Guarantano, a redshirt freshman making his first career start, finished the game 11-18 for 133 yards, 73 of which came on Tennessee's final drive which started at it's own 25-yard line with 1:13 to go. But Guarantano's final three passes into the end zone all fell incomplete as South Carolina held on. 

"Rollout right, I thought I had him. I need to make a better throw," Guarantano said. "It hurts."

It was a frustrating finish that has summed up what this Tennessee offense had been over the past month. Flashes of potential spoiled by mistakes and questionable play-calling. 

Tennessee should've spiked the ball after a Marquez Callaway catch gave them first down at the five-yard line. Instead, they hurried to the line to run a play and cost themselves several seconds they could've used to have at least one more throw to the end zone. The Vols also had the opportunity with the certainty of only one play left with :01 left to put the ball in the hands of John Kelly, their top playmaker, but first year offensive coordinator Larry Scott elected to throw it one more time from the two-yard line instead. 

"We had a run/pass option, so Jarrett could run it," Jones said after the game. "We just have to make a play, but we didn't, so it's very disappointing."

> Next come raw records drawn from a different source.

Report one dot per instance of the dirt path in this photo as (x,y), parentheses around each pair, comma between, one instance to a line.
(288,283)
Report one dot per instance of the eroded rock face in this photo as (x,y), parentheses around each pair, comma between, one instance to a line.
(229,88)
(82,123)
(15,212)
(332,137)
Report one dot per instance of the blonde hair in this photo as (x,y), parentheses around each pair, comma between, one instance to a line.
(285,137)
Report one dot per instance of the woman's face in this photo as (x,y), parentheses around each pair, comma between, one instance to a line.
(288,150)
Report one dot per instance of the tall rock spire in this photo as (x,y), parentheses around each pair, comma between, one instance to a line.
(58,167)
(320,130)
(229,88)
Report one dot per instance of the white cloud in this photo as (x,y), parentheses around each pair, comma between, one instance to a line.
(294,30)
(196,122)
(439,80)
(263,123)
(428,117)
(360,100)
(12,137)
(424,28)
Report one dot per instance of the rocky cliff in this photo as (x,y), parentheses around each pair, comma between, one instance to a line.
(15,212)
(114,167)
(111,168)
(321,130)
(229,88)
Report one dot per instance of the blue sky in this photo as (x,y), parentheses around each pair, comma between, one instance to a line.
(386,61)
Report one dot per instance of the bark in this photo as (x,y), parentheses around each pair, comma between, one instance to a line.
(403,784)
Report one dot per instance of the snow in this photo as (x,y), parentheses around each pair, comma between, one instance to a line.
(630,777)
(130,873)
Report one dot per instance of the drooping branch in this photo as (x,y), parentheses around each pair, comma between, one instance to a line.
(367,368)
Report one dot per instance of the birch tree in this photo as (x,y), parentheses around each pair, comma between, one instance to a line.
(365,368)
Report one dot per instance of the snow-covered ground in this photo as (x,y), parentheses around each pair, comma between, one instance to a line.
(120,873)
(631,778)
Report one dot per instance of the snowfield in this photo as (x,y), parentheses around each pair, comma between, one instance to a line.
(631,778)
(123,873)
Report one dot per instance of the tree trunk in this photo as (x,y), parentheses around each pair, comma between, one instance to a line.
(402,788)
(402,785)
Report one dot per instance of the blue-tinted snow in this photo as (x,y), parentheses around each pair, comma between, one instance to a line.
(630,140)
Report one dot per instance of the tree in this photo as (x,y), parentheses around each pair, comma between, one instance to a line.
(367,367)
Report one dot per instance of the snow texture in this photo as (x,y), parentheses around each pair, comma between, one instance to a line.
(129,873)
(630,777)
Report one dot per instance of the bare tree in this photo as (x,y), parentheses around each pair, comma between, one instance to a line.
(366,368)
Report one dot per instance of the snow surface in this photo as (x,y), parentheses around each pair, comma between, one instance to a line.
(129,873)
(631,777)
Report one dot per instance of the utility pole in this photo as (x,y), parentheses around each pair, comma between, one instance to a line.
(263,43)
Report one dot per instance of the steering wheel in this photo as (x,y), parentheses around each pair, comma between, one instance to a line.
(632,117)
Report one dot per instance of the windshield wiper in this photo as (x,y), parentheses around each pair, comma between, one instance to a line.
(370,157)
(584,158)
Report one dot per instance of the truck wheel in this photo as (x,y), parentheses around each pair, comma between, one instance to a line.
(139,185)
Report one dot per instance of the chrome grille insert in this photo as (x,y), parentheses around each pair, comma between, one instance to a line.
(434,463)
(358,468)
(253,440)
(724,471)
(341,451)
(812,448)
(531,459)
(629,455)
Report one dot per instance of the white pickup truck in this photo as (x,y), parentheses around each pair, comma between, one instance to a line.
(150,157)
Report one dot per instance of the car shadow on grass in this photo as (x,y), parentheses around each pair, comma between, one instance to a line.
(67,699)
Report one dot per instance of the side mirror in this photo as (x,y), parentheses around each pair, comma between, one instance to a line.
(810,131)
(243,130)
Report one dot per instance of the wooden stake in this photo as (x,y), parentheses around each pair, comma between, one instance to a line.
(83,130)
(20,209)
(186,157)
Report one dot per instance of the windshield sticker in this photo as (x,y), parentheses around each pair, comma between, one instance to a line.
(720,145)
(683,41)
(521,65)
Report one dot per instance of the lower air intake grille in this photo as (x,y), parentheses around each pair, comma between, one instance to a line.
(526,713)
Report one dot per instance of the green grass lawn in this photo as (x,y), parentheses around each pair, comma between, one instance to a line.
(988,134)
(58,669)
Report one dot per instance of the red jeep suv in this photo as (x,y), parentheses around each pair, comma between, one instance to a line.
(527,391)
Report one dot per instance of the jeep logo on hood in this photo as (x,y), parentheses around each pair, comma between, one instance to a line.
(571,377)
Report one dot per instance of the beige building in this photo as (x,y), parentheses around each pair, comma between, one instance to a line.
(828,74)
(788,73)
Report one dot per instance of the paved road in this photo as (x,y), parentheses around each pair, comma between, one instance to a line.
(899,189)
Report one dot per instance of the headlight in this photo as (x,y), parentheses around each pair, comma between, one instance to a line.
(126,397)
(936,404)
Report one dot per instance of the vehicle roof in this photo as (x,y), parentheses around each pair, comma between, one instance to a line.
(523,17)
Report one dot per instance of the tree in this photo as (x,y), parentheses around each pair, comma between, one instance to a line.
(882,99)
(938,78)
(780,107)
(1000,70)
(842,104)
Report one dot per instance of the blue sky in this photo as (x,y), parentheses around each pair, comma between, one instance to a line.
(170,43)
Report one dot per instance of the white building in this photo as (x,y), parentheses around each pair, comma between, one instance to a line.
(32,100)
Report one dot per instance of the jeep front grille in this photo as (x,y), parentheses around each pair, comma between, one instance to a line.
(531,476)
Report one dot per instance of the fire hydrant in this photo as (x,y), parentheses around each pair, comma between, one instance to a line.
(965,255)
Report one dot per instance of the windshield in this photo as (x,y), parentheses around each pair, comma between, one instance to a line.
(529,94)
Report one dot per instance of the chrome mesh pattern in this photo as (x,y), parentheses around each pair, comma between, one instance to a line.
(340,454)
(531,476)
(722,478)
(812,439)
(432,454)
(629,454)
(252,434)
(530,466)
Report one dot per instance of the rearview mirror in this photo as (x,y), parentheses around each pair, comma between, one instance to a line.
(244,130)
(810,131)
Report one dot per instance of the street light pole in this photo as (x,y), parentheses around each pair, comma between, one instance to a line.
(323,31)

But the offensive woes came long before the final sequence. Tennessee ran for just 120 yards against a stingy South Carolina defense, and managed just six yards total in the second half before the game's final drive. 

Including the final sequence, Tennessee failed to score a touchdown on four trips inside the red zone, settling for three field goals in the first half. 

Allowed to hang around by the Vols inefficiency, the Gamecocks, not exactly an offensive juggernaut themselves, capitalized by wearing the Vols down in the second half. South Carolina scored on it's final three possessions. First with a 12-play, 95-yard touchdown drive to tie the game in the third quarter. And then with a pair of field goal drives in the fourth quarter that proved to be the difference when Guarantano's final pass fell incomplete. 

Tennessee has now gone 150:25 since it's last touchdown dating back to the UMass game September 23rd. That narrow victory over the 0-6 Minutemen is the only thing preventing the Vols from riding a four-game losing streak into next week's trip to top-ranked Alabama. 

"We want to win games and you have to score points to do that," Tennessee senior offensive lineman Brett Kendrick said. "We have to be better. The offensive line has to do better, quarterback and receivers have to do better. We have to score."

Tennessee's now 0-3 in the SEC and has lost seven of it's last nine games in the conference. Those numbers only fuel the speculation that the embattled Jones could be handed a pink slip as soon as Sunday, midway through his fifth season at UT. 

The thousands of empty seats at Neyland Stadium Saturday showed that belief in the direction of the program has waned to a point of concern that has to grab the attention of athletic director John Currie and administrators at Tennessee. Nothing they saw on the field Saturday will make them feel better about things. 

Lose next week at Alabama and the Vols will sink to 3-4 ahead of a trip to Kentucky. Lose that one and they might return to a half-empty Neyland Stadium to face Southern Miss November 4th. That should prompt action at a proud football school that's fed up it hasn't won even a SEC East division title since 2007. 

So how long do Currie and UT wait to part ways with Jones while the program loses all momentum? That's still anyone's guess. 

But after another loss Saturday it seems more and more like the question is when, and not if, a move will be made.